Geral Golpes com carros alugados e restrições judiciais preocupam lojistas e consumidores

Golpes com carros alugados e restrições judiciais preocupam lojistas e consumidores

23/06/2025 - 11h21

Em entrevista à Rádio Araranguá, o empresário Alexandre Brullinger, proprietário da AutoFácil Veículos, e o advogado Rafael Oliveira alertaram sobre um problema cada vez mais comum no mercado de automóveis: carros com restrição judicial que aparecem somente após a compra, gerando grandes prejuízos para lojistas e consumidores.

“Trabalho no ramo de veículos há 25 anos e essa situação é bastante complexa. Você compra um carro e, na hora de vender, descobre uma restrição judicial. Ou seja, você não consegue vender o veículo”, destacou Alexandre.

O advogado Rafael explicou que existem dois tipos de restrições. “Há as restrições visíveis no primeiro momento, como execuções e protocolos judiciais. Mas também nos deparamos com casos mais delicados, como processos em segredo de justiça, por exemplo, em divórcios, em que uma das partes vende o veículo durante o processo, mesmo ele estando com protocolo de execução”, alertou.

Além disso, os dois destacaram um golpe que tem se tornado recorrente no Brasil. “O cidadão aluga um veículo, negocia como se fosse dele, troca com o vizinho e promete transferir depois. Só que esse carro nem é dele, é alugado. O vizinho, por sua vez, repassa o veículo para um terceiro, que, só quando tenta fazer a documentação, descobre que o carro está bloqueado judicialmente. O problema é que, mesmo ganhando na justiça, o processo é demorado e pode levar anos para ser resolvido”, explicou Alexandre.

O empresário também compartilhou um caso pessoal que gerou grande prejuízo. “Eu comprava veículos de um cidadão aparentemente de bem, de Florianópolis. De repente, ele foi alvo de uma operação policial e, na época, tive 13 caminhonetes bloqueadas, cada uma avaliada em cerca de R$ 200 mil. O processo demorou um ano e meio para se resolver. Foi uma situação muito difícil”, relatou.

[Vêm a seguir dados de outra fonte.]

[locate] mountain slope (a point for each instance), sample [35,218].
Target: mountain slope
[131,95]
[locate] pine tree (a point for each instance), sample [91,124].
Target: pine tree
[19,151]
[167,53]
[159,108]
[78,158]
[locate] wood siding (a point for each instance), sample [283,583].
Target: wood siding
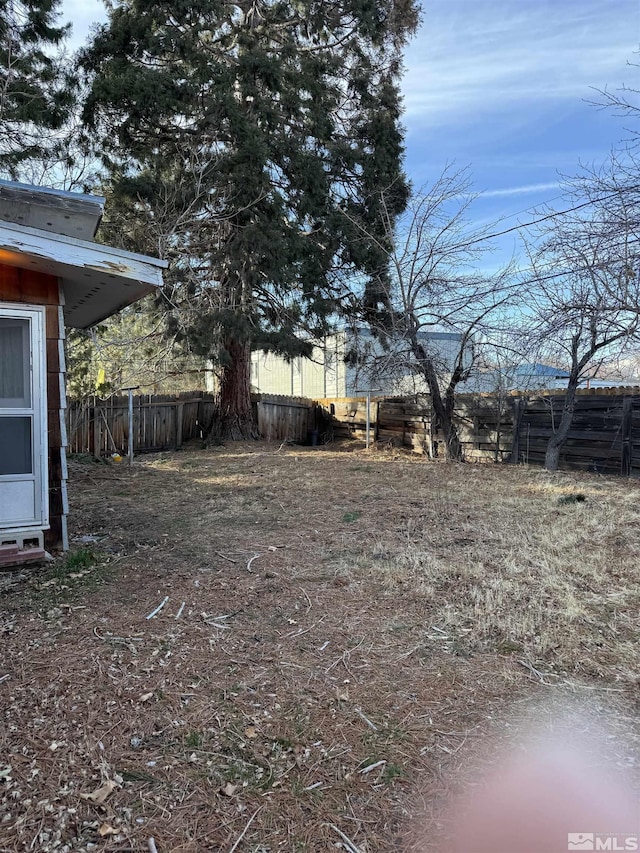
[29,287]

O advogado Rafael fez um alerta importante: “Nunca pague nada antes de ter toda a documentação em mãos. Além disso, jamais venda um veículo financiado e deixe no seu nome esperando que o comprador assuma. Legalmente, quem responde por todas as pendências, sejam judiciais ou financeiras, é quem consta no documento”, reforçou.

A recomendação é que, ao comprar um veículo, o consumidor sempre busque orientação jurídica ou consulte empresas especializadas para verificar possíveis restrições ocultas, protegendo-se de cair em golpes ou assumir prejuízos inesperados.